Once I got the software installed and working, I started to ask questions about my Memento collection. However, the answers that came back were not very encouraging: some were incomplete and others were just completely wrong. I hoped that the suggestions ChatGPT had previously made about structuring the CSV file would improve the results, but I realised that in order to check if that was indeed the case, I would need some way of evaluating how well the system was performing – just as had been suggested in the Preparedness guidelines.
I deliberately decided not to go overboard with my evaluation metrics at this stage: what I needed was a small simple set that could be applied relatively quickly and that would produce some numbers I could compare across different versions of the input documents and the system configuration. I came up with the following six questions (the percentages are the first set of results as described further on below):
- What items are to do with the KRS? [KRS standing for Kodak Recreational Society] (0%)
- What happened on the 20th? (0%)
- List the items relating to exam results (25%)
- What linen is in the collection? (50%)
- Are there any items relating to Aston Martin cars? [there are some individuals called Martin in the Index] (100%)
- What documents are there about finances? (50%)

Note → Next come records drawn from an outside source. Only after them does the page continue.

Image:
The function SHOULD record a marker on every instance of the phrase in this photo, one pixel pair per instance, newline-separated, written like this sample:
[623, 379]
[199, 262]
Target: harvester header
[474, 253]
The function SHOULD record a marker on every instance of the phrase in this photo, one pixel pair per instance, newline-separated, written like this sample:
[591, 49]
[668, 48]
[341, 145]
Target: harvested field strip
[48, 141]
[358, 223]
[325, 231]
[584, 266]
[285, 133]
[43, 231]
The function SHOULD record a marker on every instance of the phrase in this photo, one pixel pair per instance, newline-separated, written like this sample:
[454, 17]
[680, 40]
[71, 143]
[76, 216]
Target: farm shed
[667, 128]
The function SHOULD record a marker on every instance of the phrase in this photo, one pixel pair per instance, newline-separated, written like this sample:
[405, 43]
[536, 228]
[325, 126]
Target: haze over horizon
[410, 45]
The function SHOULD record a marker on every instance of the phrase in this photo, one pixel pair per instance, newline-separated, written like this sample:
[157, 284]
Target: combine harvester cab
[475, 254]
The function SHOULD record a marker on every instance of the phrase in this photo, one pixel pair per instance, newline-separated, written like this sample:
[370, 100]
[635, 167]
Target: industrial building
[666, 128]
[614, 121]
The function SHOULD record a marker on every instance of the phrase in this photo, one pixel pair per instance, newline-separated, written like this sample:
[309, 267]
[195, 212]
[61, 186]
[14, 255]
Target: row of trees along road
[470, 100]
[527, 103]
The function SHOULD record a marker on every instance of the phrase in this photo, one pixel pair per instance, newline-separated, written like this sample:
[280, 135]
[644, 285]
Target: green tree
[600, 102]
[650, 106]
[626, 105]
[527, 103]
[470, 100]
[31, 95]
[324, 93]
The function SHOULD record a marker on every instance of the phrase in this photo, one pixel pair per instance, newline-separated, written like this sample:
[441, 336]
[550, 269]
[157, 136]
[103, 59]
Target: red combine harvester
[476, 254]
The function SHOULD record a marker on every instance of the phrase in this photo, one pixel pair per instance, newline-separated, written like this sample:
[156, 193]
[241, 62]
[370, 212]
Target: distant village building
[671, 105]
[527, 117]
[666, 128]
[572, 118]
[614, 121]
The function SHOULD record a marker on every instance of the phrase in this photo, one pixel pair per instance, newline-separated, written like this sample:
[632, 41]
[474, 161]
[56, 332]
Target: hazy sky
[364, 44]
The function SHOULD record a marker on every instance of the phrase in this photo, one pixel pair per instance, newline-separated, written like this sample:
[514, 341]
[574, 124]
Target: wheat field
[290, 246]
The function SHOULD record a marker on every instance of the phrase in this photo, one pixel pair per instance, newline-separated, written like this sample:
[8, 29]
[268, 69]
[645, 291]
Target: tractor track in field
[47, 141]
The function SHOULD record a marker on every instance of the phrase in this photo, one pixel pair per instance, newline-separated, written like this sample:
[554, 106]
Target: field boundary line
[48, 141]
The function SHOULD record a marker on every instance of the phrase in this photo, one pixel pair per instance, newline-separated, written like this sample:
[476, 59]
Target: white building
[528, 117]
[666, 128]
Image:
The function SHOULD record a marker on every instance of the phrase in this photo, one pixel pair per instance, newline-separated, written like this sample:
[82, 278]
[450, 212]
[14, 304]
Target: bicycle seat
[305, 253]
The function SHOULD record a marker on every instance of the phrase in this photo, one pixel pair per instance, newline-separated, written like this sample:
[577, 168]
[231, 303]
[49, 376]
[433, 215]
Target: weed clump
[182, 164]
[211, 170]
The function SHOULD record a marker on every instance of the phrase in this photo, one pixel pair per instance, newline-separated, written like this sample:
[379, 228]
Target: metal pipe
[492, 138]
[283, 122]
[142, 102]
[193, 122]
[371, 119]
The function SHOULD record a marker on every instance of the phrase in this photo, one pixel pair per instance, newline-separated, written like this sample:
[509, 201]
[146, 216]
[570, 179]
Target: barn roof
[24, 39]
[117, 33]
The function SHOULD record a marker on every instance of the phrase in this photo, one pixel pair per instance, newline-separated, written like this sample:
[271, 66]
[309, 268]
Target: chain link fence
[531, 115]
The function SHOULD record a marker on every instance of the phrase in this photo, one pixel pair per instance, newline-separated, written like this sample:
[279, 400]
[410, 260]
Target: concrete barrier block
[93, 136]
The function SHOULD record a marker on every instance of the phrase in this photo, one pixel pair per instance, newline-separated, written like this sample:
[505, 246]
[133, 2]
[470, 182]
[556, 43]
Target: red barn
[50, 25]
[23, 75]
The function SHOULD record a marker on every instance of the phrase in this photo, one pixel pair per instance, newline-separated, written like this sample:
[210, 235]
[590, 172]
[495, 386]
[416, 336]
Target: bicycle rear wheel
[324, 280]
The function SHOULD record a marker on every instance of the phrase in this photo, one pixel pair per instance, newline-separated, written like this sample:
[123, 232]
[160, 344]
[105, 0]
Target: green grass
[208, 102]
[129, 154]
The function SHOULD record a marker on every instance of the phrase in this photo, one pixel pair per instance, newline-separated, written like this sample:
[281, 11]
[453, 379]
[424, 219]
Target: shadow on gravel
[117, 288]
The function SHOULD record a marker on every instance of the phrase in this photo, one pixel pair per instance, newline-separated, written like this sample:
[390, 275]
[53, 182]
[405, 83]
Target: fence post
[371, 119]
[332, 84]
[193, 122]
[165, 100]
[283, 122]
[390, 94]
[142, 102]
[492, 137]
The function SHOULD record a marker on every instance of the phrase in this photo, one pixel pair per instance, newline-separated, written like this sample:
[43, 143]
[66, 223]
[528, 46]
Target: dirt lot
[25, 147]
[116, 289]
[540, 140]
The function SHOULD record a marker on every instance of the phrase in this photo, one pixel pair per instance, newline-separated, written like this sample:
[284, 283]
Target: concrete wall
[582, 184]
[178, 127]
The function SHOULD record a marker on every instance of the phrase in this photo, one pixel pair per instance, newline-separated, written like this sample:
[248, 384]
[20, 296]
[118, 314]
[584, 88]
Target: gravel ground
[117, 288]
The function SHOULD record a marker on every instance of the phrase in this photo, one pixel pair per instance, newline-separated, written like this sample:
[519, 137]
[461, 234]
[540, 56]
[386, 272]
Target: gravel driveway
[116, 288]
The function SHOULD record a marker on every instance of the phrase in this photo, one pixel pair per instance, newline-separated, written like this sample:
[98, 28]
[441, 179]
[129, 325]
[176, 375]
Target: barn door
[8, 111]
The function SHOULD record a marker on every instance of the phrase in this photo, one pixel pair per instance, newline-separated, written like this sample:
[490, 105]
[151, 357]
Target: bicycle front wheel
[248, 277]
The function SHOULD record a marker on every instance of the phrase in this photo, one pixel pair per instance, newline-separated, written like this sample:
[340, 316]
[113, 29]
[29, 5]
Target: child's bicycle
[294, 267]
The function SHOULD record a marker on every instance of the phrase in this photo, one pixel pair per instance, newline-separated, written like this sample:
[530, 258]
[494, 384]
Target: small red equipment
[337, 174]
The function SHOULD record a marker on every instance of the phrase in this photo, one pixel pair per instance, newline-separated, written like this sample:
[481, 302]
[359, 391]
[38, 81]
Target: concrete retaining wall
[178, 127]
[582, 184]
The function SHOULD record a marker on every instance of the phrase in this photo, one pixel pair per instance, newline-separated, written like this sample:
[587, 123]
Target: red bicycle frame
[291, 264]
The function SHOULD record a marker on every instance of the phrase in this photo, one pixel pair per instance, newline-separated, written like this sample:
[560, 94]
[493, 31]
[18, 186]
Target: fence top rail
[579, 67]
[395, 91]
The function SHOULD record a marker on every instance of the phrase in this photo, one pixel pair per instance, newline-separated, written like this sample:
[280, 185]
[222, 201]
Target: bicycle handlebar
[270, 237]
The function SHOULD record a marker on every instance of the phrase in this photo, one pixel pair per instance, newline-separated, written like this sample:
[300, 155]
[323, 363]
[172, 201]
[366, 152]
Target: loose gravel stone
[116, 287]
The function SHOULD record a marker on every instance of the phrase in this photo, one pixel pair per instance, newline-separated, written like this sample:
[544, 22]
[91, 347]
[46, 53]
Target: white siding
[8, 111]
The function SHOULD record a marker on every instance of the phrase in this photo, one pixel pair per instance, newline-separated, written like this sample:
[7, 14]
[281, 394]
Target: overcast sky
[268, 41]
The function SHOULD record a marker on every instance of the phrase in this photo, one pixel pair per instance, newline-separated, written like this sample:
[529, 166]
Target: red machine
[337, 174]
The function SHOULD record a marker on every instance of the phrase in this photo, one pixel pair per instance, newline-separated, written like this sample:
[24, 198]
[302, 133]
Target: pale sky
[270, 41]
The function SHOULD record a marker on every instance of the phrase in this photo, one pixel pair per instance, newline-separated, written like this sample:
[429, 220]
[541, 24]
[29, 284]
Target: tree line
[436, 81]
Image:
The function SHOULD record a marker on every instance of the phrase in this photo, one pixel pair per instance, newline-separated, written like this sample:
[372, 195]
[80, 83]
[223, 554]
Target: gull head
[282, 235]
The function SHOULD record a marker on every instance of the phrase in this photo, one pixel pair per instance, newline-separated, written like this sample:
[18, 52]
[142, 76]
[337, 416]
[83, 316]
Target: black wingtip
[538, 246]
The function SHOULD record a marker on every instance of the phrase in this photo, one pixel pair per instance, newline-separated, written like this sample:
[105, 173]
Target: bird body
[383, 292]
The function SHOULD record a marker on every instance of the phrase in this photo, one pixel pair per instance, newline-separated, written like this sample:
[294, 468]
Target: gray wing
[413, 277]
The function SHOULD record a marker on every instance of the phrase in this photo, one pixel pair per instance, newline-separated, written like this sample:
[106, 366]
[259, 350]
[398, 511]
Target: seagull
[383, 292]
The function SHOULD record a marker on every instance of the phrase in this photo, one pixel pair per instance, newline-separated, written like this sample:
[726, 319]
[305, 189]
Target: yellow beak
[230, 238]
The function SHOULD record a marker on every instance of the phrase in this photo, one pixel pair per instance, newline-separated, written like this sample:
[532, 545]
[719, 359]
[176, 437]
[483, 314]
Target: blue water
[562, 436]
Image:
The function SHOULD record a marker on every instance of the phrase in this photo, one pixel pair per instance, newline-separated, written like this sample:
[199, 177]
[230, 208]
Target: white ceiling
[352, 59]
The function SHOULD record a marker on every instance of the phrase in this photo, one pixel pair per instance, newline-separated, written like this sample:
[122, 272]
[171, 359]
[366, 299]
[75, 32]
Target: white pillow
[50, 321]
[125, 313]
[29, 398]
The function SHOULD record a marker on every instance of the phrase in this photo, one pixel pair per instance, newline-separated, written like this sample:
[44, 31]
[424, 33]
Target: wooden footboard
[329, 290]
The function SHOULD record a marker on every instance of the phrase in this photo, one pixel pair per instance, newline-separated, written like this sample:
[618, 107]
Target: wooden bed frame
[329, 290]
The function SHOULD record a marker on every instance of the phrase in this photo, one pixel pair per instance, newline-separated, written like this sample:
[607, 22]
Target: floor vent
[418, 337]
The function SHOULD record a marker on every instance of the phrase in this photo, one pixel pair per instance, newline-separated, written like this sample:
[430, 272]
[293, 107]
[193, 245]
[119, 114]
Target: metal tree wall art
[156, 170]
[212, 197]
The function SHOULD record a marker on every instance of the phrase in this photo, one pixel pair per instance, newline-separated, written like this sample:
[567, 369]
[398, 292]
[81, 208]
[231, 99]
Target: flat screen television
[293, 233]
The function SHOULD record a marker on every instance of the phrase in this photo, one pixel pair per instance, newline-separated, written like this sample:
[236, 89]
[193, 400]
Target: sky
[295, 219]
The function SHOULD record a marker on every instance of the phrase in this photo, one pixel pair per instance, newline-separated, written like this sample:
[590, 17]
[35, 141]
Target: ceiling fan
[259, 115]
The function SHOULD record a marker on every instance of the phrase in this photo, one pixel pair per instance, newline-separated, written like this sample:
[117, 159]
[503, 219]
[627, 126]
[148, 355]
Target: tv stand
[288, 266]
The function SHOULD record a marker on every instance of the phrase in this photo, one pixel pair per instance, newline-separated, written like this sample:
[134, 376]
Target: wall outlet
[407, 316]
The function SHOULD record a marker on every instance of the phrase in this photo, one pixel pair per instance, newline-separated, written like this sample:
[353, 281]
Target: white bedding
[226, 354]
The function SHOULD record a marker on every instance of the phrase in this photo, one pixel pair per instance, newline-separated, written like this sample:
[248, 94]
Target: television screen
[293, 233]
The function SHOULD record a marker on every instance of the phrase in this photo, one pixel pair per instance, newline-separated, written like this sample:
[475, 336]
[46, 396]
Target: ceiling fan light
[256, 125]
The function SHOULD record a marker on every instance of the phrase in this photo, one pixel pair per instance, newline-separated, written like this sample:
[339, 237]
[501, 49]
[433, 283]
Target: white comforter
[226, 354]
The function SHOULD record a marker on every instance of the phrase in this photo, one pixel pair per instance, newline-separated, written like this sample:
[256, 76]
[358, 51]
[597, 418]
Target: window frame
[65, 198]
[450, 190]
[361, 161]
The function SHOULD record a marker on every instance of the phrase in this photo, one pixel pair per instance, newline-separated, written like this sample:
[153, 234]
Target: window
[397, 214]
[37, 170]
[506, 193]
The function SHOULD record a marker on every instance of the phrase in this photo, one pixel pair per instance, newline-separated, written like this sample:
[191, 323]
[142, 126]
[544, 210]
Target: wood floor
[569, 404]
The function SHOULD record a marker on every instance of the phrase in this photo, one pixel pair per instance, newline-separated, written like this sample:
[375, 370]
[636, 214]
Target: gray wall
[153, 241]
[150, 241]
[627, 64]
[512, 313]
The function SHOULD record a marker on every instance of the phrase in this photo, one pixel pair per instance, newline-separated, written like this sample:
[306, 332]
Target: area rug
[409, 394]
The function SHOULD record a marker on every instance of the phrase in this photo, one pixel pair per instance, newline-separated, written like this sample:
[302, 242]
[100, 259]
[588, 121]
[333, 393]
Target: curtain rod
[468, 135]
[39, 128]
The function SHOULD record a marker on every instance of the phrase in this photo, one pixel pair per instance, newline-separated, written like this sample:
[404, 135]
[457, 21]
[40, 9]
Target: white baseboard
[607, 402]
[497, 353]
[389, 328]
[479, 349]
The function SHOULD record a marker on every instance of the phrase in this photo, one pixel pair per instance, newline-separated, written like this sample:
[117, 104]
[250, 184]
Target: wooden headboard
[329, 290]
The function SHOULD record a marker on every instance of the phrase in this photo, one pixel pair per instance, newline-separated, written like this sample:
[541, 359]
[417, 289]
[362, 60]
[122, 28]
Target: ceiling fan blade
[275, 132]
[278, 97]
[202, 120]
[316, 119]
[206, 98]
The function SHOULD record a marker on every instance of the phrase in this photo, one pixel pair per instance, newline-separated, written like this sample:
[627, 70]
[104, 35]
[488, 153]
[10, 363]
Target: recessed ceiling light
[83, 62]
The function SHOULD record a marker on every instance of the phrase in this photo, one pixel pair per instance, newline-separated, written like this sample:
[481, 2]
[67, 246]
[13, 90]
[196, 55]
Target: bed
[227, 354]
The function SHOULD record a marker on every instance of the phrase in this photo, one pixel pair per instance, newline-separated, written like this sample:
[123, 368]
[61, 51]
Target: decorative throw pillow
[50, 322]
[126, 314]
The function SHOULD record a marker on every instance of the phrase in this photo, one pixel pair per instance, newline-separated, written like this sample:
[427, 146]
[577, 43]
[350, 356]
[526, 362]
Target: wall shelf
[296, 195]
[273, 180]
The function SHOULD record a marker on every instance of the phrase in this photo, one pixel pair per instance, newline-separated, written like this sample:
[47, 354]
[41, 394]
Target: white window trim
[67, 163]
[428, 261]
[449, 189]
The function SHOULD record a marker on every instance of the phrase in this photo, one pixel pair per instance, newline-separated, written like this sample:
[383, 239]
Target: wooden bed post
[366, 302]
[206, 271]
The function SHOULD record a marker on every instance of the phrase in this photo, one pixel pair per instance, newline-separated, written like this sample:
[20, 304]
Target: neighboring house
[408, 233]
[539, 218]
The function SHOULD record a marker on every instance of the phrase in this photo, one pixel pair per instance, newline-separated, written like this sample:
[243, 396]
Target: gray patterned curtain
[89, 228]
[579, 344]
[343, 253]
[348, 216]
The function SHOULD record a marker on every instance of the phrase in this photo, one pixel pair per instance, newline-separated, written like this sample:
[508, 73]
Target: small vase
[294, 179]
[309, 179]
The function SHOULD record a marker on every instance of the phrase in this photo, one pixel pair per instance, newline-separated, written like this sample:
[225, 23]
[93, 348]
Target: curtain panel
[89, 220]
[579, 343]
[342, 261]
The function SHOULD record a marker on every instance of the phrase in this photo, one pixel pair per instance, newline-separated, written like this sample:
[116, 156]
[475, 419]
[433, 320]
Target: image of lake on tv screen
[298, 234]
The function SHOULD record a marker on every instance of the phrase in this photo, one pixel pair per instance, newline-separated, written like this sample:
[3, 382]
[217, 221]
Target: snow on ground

For each question I knew that, when I opened the CSV file in Excel, I could use the filter facility to get a definitive number of items that answered the question. So, to assess the answers provided by AI I added the number of the items identified by the Filter that the AI had reported correctly, to the number of additional correct answers identified by the AI (Total correct answers); and then divided that number by the sum of a) the number of answers identified by the filter, b) the number of additional correct answers the AI identified, and c) the number of incorrect answers that the AI identified (Total number of answers overall).
For example, for the question about listing the items relating to exam results, the filter identified 2 items (2 FILTER) but AI didn’t report either of them (0 CORRECT). However, it did report two items in which the word exam and results appeared separately (2 ADDITIONAL CORRECT). It also reported 3 items in which just the words exam or exams appeared (3 INCORRECT), and another item concerning an assessment but in which neither the words exam or results are present (1 INCORRECT). This produced a result of (0+2)/(2+2+3+1) = 2/8 = 25%.
The results for this rudimentary version of the CSV file were as shown against each of the questions listed above. The overall result was 38%. While this is in no way a definitive analysis, it nevertheless will enable a comparison to be made between different implementations. I intend to use it at least for the remainder of this first phase.